Hacking with Mozilla and CBC

It's been a pretty good week so far for me! On Monday, I traveled to Mozilla's new Toronto offices to get started on a two day "hackfest".  The purpose of this event was to help CBC create an HTML5 audio puzzle game to go with their upcoming Marshall McLuhan programming. It wasn't a particularly large event, with only four coders (Scott Downe, Dave  Seifried (here's his post about the event), Bob Richter, and myself) with support from CBC employees Angela, Lily and Sean and facilitation of the event provided by Allen Gunn of Aspiration.

After introductions, we dove right into discussion about what we all thought we needed to do, and sketched a few thoughts onto the windows (yes, we drew on the windows). What we were creating was a small puzzle game that allows the player to drag and drop mixed up words to form Marshall McLuhan quotes.  Each word was to represent a section of an audio recording of McLuhan saying the quote.  If the user were to click the word, they'd hear McLuhan speak the word, and as they lined up words they could play the words in the order they had lined up.  For example, take the following sequence of words: "one two three four".  Organizing them as "two", "one", "four", "three" and hitting play will play each word from left to right, seeking to the appropriate clip-in times based on their order.

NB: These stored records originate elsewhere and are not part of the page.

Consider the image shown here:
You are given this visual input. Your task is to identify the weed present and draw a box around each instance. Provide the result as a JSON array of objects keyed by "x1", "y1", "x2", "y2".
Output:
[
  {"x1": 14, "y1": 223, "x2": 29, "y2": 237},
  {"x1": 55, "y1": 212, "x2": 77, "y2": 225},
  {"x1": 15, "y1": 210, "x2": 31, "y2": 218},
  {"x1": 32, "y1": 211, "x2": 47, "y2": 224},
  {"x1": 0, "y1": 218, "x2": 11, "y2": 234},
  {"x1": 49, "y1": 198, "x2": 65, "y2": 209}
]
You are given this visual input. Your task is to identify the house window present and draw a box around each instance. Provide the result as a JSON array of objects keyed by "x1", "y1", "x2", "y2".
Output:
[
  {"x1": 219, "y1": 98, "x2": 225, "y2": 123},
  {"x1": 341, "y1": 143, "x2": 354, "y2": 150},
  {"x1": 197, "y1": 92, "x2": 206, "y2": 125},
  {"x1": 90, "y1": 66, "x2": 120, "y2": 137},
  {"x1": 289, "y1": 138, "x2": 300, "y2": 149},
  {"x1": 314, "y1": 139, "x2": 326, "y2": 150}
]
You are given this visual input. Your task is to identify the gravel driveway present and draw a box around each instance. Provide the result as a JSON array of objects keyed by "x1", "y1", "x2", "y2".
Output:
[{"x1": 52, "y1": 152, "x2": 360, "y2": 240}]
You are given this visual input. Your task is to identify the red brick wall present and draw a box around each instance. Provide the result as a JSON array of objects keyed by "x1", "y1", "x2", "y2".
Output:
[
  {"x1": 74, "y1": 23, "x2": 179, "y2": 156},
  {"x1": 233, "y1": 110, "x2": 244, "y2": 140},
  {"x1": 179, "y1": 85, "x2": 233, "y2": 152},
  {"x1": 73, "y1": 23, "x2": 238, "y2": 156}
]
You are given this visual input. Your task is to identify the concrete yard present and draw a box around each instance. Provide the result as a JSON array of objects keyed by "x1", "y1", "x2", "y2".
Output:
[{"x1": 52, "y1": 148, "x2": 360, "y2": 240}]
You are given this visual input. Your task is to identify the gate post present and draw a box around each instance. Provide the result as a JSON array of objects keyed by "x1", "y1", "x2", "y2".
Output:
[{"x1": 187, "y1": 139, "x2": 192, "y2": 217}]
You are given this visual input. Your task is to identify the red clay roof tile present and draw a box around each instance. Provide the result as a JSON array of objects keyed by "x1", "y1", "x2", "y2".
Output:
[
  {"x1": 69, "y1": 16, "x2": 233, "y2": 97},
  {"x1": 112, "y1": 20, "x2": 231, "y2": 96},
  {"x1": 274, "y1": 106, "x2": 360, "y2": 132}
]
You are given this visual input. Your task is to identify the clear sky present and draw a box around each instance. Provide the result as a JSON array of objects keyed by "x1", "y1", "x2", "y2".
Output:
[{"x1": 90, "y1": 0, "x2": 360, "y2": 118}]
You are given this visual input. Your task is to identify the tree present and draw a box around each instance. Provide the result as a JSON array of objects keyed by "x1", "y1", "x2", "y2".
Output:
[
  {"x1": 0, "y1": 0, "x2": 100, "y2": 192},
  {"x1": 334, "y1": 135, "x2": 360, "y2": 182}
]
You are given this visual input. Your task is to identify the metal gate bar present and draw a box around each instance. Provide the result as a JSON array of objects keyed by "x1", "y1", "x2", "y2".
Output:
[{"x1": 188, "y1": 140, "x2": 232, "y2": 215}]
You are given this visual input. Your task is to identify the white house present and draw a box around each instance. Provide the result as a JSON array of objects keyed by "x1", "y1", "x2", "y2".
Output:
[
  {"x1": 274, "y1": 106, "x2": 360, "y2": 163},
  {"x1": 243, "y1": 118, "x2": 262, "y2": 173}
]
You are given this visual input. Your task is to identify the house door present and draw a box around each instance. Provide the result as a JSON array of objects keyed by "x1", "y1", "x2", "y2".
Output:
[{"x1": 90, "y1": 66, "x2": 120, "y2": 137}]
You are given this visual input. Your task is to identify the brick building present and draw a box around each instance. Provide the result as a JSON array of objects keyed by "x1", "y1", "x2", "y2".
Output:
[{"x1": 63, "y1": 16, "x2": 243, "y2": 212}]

I started out by experimenting with seeking through audio.  We wanted to make sure that random seeks through an audio file were a viable way to approach creating this game ( if it was not possible we'd have to split up the audio files into chunks..) luckily, my quick test showed that there weren't any issues, as long as the audio was fully loaded. From there, Bob and I took on the task of creating an editing tool that could be used to create JSON information that the game could use to generate its puzzles. This task was unlike any I've undertaken before with JavaScript so I figured it'd be a rocky road. Surprisingly, by doing things one feature at a time, we were able to create a pretty cool little tool for creating puzzles in the game. Check out this prototype/demo thingy we threw together.  It's pretty crude and the controls need some serious work.  Once the audio waveform is generated, you can mark different parts of the audio by holding down the 'z' key and releasing when its played back to the correct spot.  you can drag the marker and re-size it using your mouse.  When a marker is selected, press enter to associate a piece of text with it using the textbox.  Pressing enter confirms the text.  Pressing the render output button will show you a data representation of the different clips you have made.

Scott and Dave were working on the game's logic, enabling drag and drop for the words and creating logic that would play back clips of the audio in any order, based on the position of the words. Being developers, they threw together this "beautiful" test page.  Be nice, this code was written in a short period of time and still has a few kinks that need to be worked out. if it messes up, just refresh.  You can find a prettier looking one here :D

All in all, I learned a lot of new stuff and had a great time collaborating with Mozilla and CBC to create something new and original.  Can't wait to see the finished product!